Le agevolazioni per l'acquisto della "prima casa" spettano anche a chi acquista all'asta dal tribunale, purchè la richiesta di avvalersi del beneficio sia presentata prima della registrazione del decreto di trasferimento presso la competente Agenzia delle Entrate, perchè successivamente sarà impossibile ottenere il bonus.

Le vendite all’asta possono beneficiare dell’agevolazione prima casa, qualora il contribuente dichiari di volersi avvalere dell’agevolazione contestualmente all’istanza di partecipazione all’asta.
Tale dichiarazione, poi, può essere inserita anche in un momento successivo, con un atto integrativo, finanche dopo l’emissione del decreto di trasferimento, ma con l’insuperabile scadenza del momento di registrazione di tale decreto presso l’Agenzia delle Entrate.
Nel caso in cui, dunque, la richiesta di avvalersi del bonus venga presentata dopo la registrazione del decreto di trasferimento, non c’è più possibilità di ottenere il beneficio fiscale.

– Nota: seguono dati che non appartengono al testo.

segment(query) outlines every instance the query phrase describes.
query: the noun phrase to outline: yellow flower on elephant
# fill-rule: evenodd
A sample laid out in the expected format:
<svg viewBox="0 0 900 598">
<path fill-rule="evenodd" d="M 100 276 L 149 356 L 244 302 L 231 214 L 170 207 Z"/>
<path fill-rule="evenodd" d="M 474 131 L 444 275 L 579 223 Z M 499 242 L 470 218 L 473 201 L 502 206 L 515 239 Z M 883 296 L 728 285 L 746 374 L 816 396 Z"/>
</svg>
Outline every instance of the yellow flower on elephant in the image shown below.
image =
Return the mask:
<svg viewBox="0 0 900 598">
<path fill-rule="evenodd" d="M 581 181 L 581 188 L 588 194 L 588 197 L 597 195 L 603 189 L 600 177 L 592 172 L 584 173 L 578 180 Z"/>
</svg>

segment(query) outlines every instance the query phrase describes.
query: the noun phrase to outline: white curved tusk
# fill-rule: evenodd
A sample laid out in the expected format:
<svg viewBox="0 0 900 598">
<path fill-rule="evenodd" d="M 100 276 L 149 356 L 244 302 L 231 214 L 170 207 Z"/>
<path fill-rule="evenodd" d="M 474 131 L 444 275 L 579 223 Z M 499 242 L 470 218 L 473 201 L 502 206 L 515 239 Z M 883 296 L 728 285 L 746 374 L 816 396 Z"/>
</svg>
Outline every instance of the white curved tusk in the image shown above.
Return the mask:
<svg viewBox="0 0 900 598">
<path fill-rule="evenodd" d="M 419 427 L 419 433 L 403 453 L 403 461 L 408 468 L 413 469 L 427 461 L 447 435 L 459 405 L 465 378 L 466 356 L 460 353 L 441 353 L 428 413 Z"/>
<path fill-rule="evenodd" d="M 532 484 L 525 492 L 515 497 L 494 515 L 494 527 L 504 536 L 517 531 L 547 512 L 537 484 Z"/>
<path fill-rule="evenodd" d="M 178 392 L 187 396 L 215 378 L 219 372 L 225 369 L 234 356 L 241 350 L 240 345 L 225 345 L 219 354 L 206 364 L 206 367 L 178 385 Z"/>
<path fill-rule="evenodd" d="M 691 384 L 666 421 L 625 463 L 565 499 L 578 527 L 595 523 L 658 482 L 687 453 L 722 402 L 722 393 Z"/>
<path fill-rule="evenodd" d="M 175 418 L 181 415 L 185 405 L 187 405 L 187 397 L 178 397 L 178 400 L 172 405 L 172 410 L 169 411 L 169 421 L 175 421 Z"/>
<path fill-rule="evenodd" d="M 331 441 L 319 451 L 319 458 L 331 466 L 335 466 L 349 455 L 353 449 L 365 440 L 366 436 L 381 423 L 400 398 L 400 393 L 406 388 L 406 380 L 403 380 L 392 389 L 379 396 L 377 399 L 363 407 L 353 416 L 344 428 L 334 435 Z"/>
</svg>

Quali sono le agevolazioni per l'acquisto della prima casa?
Se il venditore è un privato o un’impresa che vende in esenzione Iva, si paga l’imposta di registro proporzionale nella misura del 2% (invece del 9%); l’imposta ipotecaria fissa di 50 euro; l’imposta catastale fissa di 50 euro.
Se il venditore è un’impresa con vendita soggetta a Iva si paga l’Iva ridotta al 4% (invece del 10%; per gli immobili A/1, A/8 e A/9 l’Iva è al 22%); l’imposta di registro fissa di 200 euro; l’imposta ipotecaria fissa di 200 euro; l’imposta catastale fissa di 200 euro.